Stocks battered by mortgage mess
Dow falls over 150 points on news Wachovia will take a $1 billion hit, forecasts for slower growth in Europe.
NEW YORK (CNNMoney.com) -- Stocks sold off early Friday, continuing steep losses for the week as Wachovia became the latest bank hit by fallout in the mortgage sector.
The tech-fueled Nasdaq (Charts) slid over 2 percent.
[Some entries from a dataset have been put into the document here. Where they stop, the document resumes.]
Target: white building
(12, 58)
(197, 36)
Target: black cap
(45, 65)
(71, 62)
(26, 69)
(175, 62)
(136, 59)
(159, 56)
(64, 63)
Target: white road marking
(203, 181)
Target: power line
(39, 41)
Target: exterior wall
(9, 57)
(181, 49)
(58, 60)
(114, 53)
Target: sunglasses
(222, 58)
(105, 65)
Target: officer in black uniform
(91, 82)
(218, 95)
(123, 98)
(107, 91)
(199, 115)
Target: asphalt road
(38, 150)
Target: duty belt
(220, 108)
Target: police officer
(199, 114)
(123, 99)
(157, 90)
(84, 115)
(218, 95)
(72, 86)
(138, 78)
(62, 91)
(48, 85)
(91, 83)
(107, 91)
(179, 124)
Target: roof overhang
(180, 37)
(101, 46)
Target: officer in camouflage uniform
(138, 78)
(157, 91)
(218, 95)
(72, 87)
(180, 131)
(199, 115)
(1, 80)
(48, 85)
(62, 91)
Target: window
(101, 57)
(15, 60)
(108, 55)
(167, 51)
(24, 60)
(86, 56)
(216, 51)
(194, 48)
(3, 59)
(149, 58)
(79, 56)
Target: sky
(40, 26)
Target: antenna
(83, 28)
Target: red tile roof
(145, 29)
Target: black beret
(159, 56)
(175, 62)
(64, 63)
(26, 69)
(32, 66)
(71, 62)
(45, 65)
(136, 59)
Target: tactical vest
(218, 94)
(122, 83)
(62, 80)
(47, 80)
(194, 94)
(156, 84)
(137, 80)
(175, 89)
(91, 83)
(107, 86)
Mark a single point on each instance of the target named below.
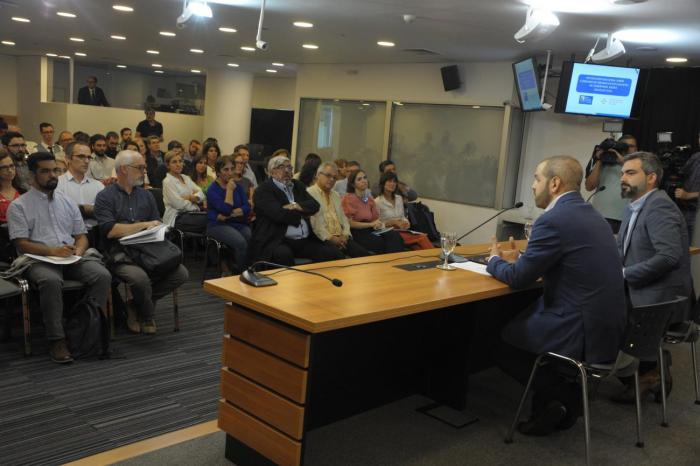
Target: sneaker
(149, 327)
(59, 352)
(132, 318)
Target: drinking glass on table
(448, 241)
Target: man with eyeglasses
(122, 209)
(17, 147)
(77, 184)
(47, 223)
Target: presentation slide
(527, 85)
(602, 90)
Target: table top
(373, 290)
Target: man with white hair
(122, 209)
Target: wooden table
(304, 353)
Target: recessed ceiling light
(123, 8)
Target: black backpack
(87, 330)
(423, 220)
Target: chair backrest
(646, 327)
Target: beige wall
(274, 93)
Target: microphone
(456, 257)
(251, 277)
(598, 189)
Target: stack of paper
(149, 235)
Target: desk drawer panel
(276, 338)
(265, 369)
(263, 404)
(259, 436)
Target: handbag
(157, 258)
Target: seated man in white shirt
(77, 184)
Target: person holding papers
(122, 209)
(43, 222)
(581, 313)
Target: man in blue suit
(581, 313)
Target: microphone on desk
(598, 189)
(251, 277)
(456, 257)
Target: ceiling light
(647, 36)
(123, 8)
(538, 25)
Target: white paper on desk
(149, 235)
(472, 267)
(55, 259)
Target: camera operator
(604, 170)
(688, 194)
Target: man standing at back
(653, 245)
(581, 313)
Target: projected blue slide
(602, 90)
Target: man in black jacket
(282, 230)
(91, 94)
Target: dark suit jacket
(84, 97)
(657, 262)
(581, 312)
(272, 220)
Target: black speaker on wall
(450, 77)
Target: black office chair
(642, 340)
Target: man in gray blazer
(653, 245)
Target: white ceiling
(345, 30)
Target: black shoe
(545, 421)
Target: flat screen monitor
(597, 90)
(526, 82)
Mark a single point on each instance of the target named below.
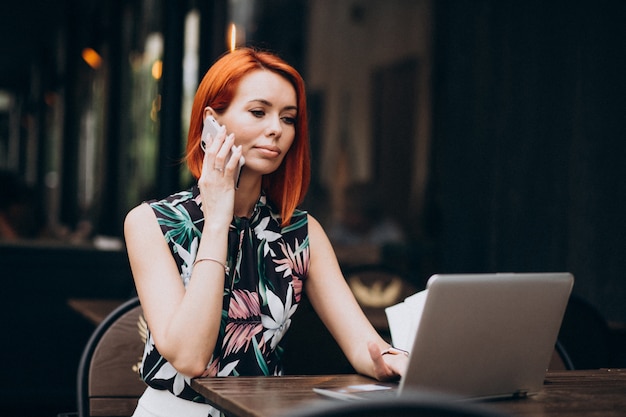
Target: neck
(247, 196)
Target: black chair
(415, 404)
(108, 381)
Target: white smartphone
(209, 130)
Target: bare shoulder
(139, 218)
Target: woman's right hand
(217, 180)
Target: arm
(338, 309)
(185, 322)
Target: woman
(219, 270)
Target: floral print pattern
(268, 264)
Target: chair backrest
(108, 376)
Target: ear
(208, 111)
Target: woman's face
(262, 115)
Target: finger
(375, 353)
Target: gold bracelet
(226, 268)
(394, 351)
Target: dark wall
(529, 141)
(43, 338)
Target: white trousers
(162, 403)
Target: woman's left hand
(387, 367)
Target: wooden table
(565, 394)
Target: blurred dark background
(492, 135)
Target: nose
(275, 128)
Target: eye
(289, 120)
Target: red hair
(287, 186)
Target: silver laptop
(481, 336)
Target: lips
(269, 151)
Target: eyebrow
(267, 103)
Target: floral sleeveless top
(268, 264)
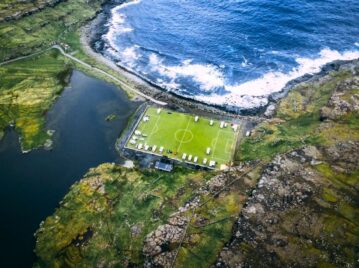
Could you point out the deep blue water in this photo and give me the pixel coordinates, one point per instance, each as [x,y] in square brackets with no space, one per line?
[32,184]
[232,52]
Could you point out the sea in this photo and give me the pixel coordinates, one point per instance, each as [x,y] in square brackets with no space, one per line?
[230,53]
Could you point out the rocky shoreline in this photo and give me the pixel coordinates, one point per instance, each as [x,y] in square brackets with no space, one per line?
[92,32]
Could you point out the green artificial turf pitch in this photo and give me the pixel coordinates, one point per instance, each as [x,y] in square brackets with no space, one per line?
[178,133]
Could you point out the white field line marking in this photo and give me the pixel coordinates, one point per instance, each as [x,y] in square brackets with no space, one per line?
[154,129]
[215,144]
[189,120]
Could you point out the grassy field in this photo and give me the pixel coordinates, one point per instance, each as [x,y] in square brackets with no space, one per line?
[28,88]
[179,134]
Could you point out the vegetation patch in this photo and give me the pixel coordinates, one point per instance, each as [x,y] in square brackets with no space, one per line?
[28,88]
[185,137]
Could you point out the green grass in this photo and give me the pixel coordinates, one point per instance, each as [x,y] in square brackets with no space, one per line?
[180,134]
[110,200]
[39,30]
[28,88]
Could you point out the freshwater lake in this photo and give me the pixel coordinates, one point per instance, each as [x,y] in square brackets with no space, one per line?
[33,184]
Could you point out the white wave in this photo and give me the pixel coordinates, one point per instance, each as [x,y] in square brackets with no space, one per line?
[234,100]
[129,3]
[207,76]
[117,23]
[275,81]
[250,94]
[244,62]
[129,56]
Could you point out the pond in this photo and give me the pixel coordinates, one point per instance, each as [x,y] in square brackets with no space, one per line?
[33,184]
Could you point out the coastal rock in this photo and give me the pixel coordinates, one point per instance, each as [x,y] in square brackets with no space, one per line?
[293,217]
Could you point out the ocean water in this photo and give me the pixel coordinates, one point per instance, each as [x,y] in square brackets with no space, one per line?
[233,53]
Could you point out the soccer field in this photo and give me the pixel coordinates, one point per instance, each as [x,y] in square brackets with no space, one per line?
[180,137]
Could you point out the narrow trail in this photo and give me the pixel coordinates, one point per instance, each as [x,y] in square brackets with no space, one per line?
[59,48]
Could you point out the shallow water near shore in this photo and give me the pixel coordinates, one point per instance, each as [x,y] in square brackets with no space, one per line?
[229,53]
[33,184]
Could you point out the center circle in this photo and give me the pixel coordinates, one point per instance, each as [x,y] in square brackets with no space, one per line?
[183,135]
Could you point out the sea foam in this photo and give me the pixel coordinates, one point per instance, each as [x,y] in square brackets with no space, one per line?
[249,94]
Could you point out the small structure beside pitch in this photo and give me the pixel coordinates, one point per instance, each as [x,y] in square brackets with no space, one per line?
[184,138]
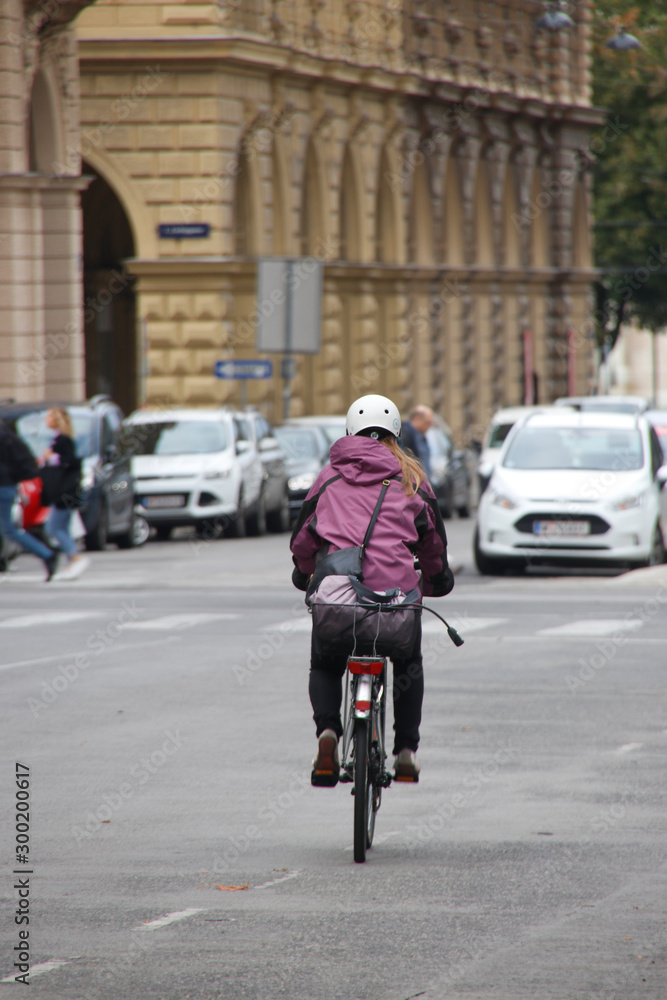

In a filing with the Securities and Exchange Commission, Wachovia (Charts, Fortune 500) said the complex debt instruments it had in its portfolio declined in value by an estimated $1.1 billion pre-tax in October. The bank had reported $1.3 billion in pre-tax losses in the third quarter tied to pools of debt backed by home loans
The additional losses from Wachovia come after Citigroup (Charts, Fortune 500) said last week it expects to write down a further $8 billion to $11 billion in the fourth quarter due to credit- and mortgage-related problems.
Adding to investor woes was a weak growth forecast from the European Union, which said growth in the area of 27 nations is expected to slow to 2.4 percent next year and in 2009, down from 2.9 percent this year. The EU attributed weaker growth to problems stemming from the subprime mess in the U.S. and the rise in oil prices.
A bit of positive news: The U.S. trade deficit fell to the lowest level in 28 months as a falling dollar helped boost exports.
Oil prices eased in electronic trading. Light, sweet crude for December delivery slipped 6 cents to $95.40 a barrel.
The dollar fell to another record low versus the euro.